Department of Psychological Sciences, Kent State University, P.O. Box 5190, Kent, OH, 44242-0001, USA.
Behav Res Methods. 2019 Dec;51(6):2546-2558. doi: 10.3758/s13428-018-1104-x.
Complex span and content-embedded tasks are two kinds of tasks that are designed to measure maintenance and processing in the working memory system. However, a key functional difference between these task types is that complex span tasks require the maintenance of information that is not relevant to the processing task, whereas content-embedded tasks require the maintenance of task-relevant information. The purpose of the present research was to test the hypothesis that more unique variance in inductive reasoning would be explained by content-embedded tasks than by complex span tasks, given that inductive reasoning requires reasoners to maintain and manipulate task-relevant information in order to arrive to a solution. A total of 384 participants completed three complex span tasks, three content-embedded tasks, and three inductive reasoning tasks. The primary structural equation model explained 51% of the variance in inductive reasoning; 45% of the variance in inductive reasoning was uniquely predicted by the content-embedded latent factor, 6% of the variance was predicted by shared variance between the content-embedded and complex span latent factors, and less than 1% was uniquely predicted by the complex span latent factor. These outcomes provide a novel extension to the small but growing literature showing an advantage of using content-embedded rather than complex span tasks for predicting higher-level cognition.

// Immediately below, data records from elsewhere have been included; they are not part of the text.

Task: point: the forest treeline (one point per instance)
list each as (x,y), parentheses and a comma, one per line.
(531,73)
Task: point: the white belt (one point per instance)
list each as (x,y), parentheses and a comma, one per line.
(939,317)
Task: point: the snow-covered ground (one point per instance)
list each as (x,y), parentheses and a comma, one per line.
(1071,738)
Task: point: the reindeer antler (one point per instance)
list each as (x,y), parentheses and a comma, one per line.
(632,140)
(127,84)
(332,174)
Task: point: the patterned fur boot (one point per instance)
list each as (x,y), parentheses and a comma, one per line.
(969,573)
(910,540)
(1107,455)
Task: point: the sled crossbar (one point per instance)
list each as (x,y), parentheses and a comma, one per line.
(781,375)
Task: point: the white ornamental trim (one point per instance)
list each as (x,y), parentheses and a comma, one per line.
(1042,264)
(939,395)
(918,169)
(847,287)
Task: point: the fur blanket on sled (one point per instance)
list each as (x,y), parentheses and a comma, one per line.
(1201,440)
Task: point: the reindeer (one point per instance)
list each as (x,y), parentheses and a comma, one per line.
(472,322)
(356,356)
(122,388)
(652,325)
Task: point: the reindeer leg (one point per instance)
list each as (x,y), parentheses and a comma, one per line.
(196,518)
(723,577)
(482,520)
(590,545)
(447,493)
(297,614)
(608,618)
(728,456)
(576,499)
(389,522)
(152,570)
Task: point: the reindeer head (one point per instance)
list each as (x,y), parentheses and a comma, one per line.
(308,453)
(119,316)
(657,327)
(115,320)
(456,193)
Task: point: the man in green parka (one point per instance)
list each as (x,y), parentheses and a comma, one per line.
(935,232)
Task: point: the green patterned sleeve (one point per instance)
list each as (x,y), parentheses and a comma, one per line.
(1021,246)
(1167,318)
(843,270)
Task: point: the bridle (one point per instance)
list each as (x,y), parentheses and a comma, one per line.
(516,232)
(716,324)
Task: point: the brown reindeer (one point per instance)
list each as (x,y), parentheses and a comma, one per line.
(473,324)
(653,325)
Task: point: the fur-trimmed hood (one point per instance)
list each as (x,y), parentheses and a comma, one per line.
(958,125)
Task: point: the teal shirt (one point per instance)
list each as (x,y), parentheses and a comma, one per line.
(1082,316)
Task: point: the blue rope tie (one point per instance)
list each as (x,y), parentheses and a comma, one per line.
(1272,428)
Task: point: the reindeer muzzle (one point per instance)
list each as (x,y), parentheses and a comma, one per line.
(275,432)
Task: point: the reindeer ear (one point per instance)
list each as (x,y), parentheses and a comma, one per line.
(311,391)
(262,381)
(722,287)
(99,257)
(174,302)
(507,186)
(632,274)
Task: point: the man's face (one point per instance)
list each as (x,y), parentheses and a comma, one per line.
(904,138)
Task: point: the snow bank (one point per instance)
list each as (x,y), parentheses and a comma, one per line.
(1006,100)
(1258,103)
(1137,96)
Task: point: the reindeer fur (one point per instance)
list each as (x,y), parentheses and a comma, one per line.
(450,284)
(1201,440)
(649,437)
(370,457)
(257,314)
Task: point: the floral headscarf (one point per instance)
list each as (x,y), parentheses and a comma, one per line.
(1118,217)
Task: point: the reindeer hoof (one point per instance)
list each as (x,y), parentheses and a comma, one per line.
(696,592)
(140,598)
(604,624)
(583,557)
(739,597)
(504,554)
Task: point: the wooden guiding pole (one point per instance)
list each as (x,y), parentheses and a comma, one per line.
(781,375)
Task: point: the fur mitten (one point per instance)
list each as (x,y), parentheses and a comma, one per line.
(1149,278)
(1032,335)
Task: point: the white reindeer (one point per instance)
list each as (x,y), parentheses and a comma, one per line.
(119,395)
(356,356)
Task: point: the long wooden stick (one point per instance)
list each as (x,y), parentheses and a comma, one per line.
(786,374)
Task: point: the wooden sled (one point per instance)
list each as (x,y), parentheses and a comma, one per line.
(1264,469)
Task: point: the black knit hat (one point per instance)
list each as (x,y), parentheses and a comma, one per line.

复杂跨度和内容嵌入任务是两种旨在测量工作记忆系统中维持和加工的任务。然而,这两种任务类型的一个关键功能区别在于,复杂跨度任务需要维持与处理任务不相关的信息,而内容嵌入任务则需要维持与任务相关的信息。本研究的目的是检验以下假设:鉴于推理需要推理者为了得出结论而维持和操作与任务相关的信息,那么内容嵌入任务比复杂跨度任务能更好地解释推理的独特差异。共有 384 名参与者完成了三个复杂跨度任务、三个内容嵌入任务和三个推理任务。主要的结构方程模型解释了推理的 51%的方差;内容嵌入潜在因素独特地预测了推理的 45%的方差,内容嵌入和复杂跨度潜在因素之间的共享方差预测了 6%的方差,而复杂跨度潜在因素仅预测了不到 1%的方差。这些结果为一个不断发展的小文献提供了一个新的扩展,该文献表明,使用内容嵌入而不是复杂跨度任务来预测更高层次的认知,具有优势。